Durağa yanaşan her otobüsün şoförüne gideceği yeri söylüyor, “ geçer mi ?” diye soruyordu.

İki eli doluydu. Semt pazarlarının naylon poşetleri vardı ellerinde. Yarı boş yarı dolu en koyusundan siyah, mavi, gri poşetler…

Bazen ilk basamağa adım atıp soruyor. Bazen de şoförün yanına kadar çıkıyordu poşetleriyle.

Şoförlerden kimisi “geçmez” diyor, kimi hayır anlamında başını kaldırıyordu. Kimi de, sorduğu otobüsün numarasını söylüyordu.

Numarayı öğrenmesi de durumu değiştirmemişti. Her otobüse sormaya devam ediyordu. Bazen o inerken binen yolcular binmelerini zorlaştıran poşetlere söyleniyordu.
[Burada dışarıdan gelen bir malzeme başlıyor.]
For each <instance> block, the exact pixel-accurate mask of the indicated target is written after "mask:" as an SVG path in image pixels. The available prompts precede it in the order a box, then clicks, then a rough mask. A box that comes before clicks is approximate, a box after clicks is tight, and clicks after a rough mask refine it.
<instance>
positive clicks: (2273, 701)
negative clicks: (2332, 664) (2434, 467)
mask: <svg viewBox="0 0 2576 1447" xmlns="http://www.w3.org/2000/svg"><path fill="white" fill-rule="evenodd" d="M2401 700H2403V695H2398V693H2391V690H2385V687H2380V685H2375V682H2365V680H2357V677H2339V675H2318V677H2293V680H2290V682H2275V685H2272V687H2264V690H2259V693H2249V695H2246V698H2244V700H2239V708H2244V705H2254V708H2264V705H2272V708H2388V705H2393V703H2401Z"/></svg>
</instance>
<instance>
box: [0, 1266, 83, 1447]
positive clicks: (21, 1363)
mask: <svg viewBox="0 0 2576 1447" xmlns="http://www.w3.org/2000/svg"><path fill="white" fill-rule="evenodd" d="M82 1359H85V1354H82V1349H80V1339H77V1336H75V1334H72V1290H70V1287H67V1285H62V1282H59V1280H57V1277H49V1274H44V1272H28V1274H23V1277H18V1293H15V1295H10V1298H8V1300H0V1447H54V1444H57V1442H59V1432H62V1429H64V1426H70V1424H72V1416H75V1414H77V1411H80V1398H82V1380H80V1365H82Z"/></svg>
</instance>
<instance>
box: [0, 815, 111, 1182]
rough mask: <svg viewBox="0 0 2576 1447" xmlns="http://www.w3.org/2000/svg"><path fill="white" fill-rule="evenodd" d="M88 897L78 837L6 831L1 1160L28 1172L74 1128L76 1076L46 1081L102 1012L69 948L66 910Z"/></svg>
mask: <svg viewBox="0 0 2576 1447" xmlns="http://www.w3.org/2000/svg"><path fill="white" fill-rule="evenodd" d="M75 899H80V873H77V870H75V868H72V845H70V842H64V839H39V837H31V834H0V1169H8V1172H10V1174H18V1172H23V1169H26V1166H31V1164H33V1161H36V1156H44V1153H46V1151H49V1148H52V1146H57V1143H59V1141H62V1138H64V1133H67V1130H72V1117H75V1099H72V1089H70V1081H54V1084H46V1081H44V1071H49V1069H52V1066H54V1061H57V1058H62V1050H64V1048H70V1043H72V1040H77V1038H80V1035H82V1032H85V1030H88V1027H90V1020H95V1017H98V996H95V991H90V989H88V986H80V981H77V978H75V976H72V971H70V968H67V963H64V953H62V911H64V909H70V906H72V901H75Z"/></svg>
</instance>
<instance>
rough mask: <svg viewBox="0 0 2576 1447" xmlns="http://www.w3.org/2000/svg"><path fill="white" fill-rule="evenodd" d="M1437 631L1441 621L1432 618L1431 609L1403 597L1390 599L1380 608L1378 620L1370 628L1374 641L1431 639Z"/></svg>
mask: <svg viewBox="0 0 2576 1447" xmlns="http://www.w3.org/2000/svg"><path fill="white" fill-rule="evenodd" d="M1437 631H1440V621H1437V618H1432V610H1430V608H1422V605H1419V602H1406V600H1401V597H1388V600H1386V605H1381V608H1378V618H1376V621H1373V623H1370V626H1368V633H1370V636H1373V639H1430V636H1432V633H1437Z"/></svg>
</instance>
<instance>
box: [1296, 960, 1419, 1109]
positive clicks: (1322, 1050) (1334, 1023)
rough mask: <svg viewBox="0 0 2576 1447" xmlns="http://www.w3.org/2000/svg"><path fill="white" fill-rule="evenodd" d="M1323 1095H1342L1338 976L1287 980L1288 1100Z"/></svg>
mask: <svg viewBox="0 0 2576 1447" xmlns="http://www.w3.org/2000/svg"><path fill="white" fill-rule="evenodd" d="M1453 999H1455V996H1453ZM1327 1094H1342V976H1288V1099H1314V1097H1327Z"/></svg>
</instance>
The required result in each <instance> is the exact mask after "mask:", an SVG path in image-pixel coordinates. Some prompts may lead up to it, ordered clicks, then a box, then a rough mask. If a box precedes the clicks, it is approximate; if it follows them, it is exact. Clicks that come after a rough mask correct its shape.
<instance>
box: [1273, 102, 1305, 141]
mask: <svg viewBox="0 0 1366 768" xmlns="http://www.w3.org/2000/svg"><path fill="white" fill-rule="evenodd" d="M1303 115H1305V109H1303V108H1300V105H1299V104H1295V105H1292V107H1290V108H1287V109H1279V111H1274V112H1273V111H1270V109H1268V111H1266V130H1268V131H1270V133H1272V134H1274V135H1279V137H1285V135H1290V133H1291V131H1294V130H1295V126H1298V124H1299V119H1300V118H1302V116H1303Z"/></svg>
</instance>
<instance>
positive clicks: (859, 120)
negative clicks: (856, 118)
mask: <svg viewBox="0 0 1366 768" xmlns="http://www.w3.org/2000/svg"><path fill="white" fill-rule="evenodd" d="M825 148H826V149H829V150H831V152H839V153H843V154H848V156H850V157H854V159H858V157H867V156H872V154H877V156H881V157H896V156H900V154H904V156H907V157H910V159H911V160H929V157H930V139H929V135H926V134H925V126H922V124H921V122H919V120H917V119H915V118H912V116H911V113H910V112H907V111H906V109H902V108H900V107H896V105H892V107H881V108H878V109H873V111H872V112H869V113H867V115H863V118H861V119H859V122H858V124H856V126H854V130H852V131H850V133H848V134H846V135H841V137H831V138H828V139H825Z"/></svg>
Defalarca çıktı indi ama sonuç alamadı. Durakta bekleyenlerden birisi durumu fark etmişti: “Her otobüse sorup kendinizi niye yoruyorsunuz ?” diye sordu ona.

Poşetlerini bir elinde toplayarak boşta kalan eliyle alnındaki terleri silen yaşlı kadın: “Okumam yazmam yok ta yavrum.” dedi.